17 April 2010


I haven’t been writing lately. Frankly, the run-up to the 2008 election and the election of a President who thinks that the US constitution is flawed shook me to the core. The cult of then candidate and now president Obama’s personality, all hinging on vague concepts like hope and change and Marxist inspired posters as well as the inability of the opposition to mount a coherent defense of the core American value of a constitutionally limited government, brought back such horrible memories of the Cuban tragedy, that I resorted to burying my head in the sand for over a year, playing ostrich, barely sticking it out on occasion to mutter “I’ve seen this movie before.”

At times, I’ve threatened, in desperate jest, to go back to Cuba. I tell my life partner that I already rode the runaway train of socialism down once and have no desire to do it again. At least Cuba has already hit rock bottom.

And so here I am today, writing. Head out of the sand and squinting. Grimacing at all that my senses are taking in. Surrounded by an all too familiar ugly, foul smelling, painful reality that’s leaving a bitter taste in my mouth.

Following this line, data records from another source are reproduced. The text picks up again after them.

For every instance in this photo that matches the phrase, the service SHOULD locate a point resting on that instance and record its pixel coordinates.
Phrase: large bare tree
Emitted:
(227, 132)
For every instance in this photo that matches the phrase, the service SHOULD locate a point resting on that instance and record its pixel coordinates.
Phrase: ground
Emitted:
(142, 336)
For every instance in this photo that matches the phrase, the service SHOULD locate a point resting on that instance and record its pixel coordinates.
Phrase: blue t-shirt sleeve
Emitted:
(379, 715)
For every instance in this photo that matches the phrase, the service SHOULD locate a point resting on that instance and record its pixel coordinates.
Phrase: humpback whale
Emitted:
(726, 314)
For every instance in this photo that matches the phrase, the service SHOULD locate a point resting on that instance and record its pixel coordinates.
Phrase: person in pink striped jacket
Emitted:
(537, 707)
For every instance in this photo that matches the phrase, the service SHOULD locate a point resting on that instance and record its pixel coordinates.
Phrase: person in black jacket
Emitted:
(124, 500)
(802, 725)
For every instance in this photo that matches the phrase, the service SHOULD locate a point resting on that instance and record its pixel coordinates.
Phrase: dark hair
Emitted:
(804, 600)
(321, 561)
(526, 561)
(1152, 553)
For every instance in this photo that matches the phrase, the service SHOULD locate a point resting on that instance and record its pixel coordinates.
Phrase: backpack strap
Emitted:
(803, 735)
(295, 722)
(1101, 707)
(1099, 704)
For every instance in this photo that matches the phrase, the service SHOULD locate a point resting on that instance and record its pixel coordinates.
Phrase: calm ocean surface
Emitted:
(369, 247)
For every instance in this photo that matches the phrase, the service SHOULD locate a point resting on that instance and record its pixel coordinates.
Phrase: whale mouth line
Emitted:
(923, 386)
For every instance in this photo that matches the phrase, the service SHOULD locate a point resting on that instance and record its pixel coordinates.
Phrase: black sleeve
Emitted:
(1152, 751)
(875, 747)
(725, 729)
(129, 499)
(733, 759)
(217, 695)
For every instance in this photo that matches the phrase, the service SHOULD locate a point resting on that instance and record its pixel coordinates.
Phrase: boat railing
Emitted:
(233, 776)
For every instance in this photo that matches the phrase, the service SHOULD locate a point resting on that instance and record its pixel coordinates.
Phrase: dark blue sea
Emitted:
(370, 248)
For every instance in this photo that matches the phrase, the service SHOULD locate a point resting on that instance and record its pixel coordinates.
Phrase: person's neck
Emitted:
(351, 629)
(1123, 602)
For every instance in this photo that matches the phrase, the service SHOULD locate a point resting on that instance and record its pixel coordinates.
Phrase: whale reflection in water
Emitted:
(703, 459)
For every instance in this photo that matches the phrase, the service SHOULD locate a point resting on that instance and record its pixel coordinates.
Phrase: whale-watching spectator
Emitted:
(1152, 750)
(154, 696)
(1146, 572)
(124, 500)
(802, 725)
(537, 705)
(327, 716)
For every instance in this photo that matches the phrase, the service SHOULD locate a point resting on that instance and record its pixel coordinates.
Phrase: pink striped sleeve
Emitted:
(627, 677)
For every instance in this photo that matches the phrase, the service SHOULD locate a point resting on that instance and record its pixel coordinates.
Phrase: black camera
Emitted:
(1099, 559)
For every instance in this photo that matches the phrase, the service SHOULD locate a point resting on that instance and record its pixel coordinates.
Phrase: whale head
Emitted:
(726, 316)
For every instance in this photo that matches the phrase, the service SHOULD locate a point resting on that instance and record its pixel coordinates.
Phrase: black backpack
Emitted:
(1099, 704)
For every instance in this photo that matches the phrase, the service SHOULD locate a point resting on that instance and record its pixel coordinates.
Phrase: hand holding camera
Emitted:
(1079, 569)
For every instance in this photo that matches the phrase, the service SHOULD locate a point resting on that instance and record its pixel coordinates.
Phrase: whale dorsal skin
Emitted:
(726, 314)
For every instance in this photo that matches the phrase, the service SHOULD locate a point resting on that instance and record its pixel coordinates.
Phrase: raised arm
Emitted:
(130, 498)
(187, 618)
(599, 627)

I was watching TV and they were talking about the tea party activists. Whatever. They wear t-shirts and hats, make signs, wave them at the TV cameras, pat themselves on the back and tell each other what great Americans they are and then they go home and nothing changes. A stupid waste of time, really. Kind of like going to a Star Trek convention.

And they were referring to these folks as “tea baggers.” Apparently this is offensive.

Sheesh! Everyone is way too sensitive these days.

Then, I read on a blog that “tea bagging” was a “sexually” offensive epithet and Hah! that made me interested enough to Google “tea bagger” on my miraculous 3G smart phone and Oh My God!, or OMG in 2010 text lingo. Who knew?!? I certainly didn’t. Wow, right there on Wikipedia! It takes a lot to make this old “gusano” blush.

Oh, pardon my spanglish. Lemme esplain what a gusano is…

Ah yes, “gusano”, Spanish for worm, a lowly, belly crawling creature that feeds off rotting carcasses and refuse. That’s what I was called in Cuba when I was a kid. That’s what all of us who didn’t think Fidel Castro had all the answers or was the only one with the right to ask questions were called.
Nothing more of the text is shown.